HueManity: Probing Fine-Grained Visual Perception in MLLMs
This work addresses a critical gap in visual capabilities for MLLMs, which is incremental as it benchmarks existing models without proposing a new method.
The paper tackles the problem of limited performance in multimodal large language models (MLLMs) on fine-grained visual perception tasks by introducing the HueManity benchmark, which reveals a significant gap with MLLMs achieving only 33.6% accuracy on an easy task and 3% on a hard task compared to near-perfect human and traditional model scores.

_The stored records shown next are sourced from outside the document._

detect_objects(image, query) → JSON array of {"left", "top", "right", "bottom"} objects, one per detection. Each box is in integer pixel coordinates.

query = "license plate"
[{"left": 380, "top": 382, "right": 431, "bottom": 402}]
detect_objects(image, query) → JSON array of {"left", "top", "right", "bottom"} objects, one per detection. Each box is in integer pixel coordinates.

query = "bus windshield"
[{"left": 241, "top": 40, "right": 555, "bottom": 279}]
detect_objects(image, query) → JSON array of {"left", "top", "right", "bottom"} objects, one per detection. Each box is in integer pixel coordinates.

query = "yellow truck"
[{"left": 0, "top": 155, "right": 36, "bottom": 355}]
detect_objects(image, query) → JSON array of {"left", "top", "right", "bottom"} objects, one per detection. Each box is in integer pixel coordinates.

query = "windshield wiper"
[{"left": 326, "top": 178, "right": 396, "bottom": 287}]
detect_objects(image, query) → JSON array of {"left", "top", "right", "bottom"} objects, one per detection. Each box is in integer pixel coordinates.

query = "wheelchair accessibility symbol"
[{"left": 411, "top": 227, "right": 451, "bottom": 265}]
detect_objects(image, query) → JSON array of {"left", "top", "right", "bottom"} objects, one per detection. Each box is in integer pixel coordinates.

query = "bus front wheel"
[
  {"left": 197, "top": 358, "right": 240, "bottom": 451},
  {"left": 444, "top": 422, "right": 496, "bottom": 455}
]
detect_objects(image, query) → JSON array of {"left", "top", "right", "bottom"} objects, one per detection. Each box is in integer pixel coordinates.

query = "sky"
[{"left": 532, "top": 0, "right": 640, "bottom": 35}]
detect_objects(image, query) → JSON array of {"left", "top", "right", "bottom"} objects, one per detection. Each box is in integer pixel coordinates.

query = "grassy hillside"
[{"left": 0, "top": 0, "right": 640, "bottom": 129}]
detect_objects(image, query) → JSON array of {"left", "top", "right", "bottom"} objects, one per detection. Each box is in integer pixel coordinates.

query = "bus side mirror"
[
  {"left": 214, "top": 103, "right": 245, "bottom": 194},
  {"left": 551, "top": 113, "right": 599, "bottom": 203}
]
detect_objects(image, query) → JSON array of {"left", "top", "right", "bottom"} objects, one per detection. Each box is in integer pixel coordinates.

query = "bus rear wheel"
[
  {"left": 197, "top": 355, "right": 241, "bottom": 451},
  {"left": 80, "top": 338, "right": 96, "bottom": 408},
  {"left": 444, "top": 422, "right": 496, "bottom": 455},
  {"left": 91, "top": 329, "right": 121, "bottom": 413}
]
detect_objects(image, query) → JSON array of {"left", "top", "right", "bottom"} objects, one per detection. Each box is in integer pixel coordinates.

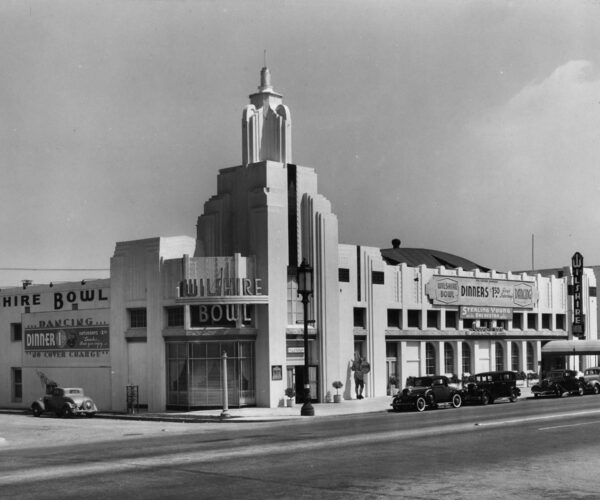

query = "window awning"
[{"left": 542, "top": 340, "right": 600, "bottom": 355}]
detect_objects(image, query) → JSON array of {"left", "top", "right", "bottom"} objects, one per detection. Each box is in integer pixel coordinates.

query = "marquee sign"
[
  {"left": 425, "top": 276, "right": 539, "bottom": 308},
  {"left": 460, "top": 306, "right": 513, "bottom": 319},
  {"left": 571, "top": 252, "right": 585, "bottom": 339}
]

Multimodal Large Language Models (MLLMs) excel at high-level visual reasoning, but their performance on nuanced perceptual tasks remains surprisingly limited. We present HueManity, a benchmark designed to assess visual perception in MLLMs. The dataset comprises 83,850 images featuring two-character alphanumeric strings embedded in Ishihara test style dot patterns, challenging models on precise pattern recognition. Our evaluation of nine state-of-the-art MLLMs on HueManity demonstrates a significant performance deficit compared to human and traditional computer vision baselines. The best-performing MLLM achieved a 33.6% accuracy on the numeric `easy' task and a striking 3% on the alphanumeric `hard' task. In contrast, human participants achieved near-perfect scores (100% and 95.6%), and a fine-tuned ResNet50 model reached accuracies of 96.5% and 94.5%. These results highlight a critical gap in the visual capabilities of current MLLMs. Our analysis further explores potential architectural and training-paradigm factors contributing to this perceptual gap in MLLMs. We open-source HueManity dataset and code to foster further research in improving perceptual robustness of MLLMs.